Can Tarantino Revive Himself?
He brought back Travolta. He revived Pam Grier. Can he resuscitate himself?Thats the question that Slate is asking. Everybody is sooo concerned for poor Quentin - as one guy said in the comments section of another article on this site - its like everybody thinks he was a cute boyband back in the mid 1990's, and now his audience has outgrown him.
Now, for the first time in his wunderkind career—at 40, he's actually past the wunderkind stage—Tarantino is facing real questions about his skill as a writer and a director.
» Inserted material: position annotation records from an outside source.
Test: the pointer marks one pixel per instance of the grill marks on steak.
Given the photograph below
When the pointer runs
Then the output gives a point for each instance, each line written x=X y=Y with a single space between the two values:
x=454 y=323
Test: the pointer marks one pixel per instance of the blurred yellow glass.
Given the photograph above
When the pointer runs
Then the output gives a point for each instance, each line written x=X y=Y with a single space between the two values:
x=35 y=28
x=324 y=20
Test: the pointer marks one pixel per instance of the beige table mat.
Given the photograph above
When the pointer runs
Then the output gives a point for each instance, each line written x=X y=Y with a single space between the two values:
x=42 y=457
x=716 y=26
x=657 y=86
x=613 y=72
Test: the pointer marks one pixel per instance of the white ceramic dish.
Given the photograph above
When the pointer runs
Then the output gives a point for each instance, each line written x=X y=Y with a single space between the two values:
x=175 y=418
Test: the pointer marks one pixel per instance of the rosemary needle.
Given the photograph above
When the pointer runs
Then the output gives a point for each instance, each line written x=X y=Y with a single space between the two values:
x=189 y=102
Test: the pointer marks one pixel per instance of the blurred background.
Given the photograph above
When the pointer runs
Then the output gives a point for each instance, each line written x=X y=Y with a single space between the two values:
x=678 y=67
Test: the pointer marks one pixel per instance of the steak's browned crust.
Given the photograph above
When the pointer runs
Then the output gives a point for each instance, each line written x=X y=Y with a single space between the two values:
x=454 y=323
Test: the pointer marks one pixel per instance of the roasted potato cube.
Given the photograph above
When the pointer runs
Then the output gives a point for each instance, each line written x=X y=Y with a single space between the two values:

Like: After Crouching Tiger, Hidden Dragon and The Matrix movies, will yet another kung fu movie choreographed by Yuen Woo-Ping seem tired?There is one great little tidbit that I didn't know about Quentin in this article - his name was made up by his mother (first and last).
Seventeen-year-old Connie Zastoupil christened her infant son in 1963 by mixing high art with low and then infusing the blend with an arrogant, here-he-is-and-he'll-change-the-world bravado. "I wanted a name that would fill up the entire screen," she told Vanity Fair in 1994. "A multisyllable name: Quen-tin Ta-ran-ti-no." His first name was lifted from William Faulkner's The Sound and the Fury, but it was also inspired by the Burt Reynolds character, Quint, from Gunsmoke. And his last name? She made it up. It just sounded cool.